Use of Estimates: The preparation of financial statements in conformity with
generally accepted accounting principles requires management to make estimates
and assumptions that affect the reported amounts of assets and liabilities and
disclosure of contingent assets and liabilities at the date of the financial
statements and reported amounts of revenues and expenses during the reporting
period. Actual results could differ from those estimates.

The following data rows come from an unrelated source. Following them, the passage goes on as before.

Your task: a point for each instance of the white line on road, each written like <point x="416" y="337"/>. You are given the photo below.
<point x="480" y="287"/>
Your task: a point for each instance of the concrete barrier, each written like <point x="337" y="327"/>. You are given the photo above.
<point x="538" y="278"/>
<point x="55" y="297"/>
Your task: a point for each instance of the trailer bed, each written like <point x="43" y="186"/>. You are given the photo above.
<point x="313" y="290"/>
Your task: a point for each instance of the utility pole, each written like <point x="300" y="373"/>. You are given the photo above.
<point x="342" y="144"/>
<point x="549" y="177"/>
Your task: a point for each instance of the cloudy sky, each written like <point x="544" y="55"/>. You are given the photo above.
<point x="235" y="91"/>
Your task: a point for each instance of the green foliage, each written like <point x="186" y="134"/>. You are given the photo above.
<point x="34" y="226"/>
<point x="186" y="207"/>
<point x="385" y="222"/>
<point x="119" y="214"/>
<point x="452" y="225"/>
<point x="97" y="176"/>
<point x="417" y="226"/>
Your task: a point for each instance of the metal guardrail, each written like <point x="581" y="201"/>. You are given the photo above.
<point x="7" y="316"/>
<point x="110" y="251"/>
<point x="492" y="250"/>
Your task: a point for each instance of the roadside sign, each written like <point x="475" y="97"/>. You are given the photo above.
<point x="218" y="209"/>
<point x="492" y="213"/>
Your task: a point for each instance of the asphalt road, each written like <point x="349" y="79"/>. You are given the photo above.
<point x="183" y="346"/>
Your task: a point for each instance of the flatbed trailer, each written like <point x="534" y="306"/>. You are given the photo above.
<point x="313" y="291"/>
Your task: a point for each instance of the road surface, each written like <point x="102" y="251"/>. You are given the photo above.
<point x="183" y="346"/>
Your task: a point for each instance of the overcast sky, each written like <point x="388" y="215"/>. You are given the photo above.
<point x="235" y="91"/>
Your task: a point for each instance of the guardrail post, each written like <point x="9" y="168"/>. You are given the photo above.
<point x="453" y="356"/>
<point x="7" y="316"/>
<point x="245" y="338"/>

Subscription Revenues: Subscription revenues are generally collected in advance.
These revenues are deferred and recognized as earned when the related issue is
shipped to the subscriber.

Sales Returns and Doubtful Accounts: The Company provides an estimated allowance
for doubtful accounts and for future returns on sales made during the year. The
allowance for doubtful accounts and returns (estimated returns net of inventory
and royalty costs) is shown as a reduction of receivables in the accompanying
consolidated balance sheets and amounted to $41.6 and $34.5 million at April 30,
1998 and 1997, respectively.

Depreciation and Amortization: Buildings, leasehold
improvements, and capital leases are amortized over the lesser of the estimated
useful lives of the assets up to 40 years, or the duration of the various
leases, using the straight-line method. Furniture and equipment is depreciated
principally on the straight-line method over estimated useful lives ranging from
3 to 10 years. Composition costs representing the costs incurred to bring an
edited manuscript to publication including typesetting, proofreading, design and
illustration, etc., are capitalized and amortized over estimated useful lives
representative of product revenue patterns, generally three years.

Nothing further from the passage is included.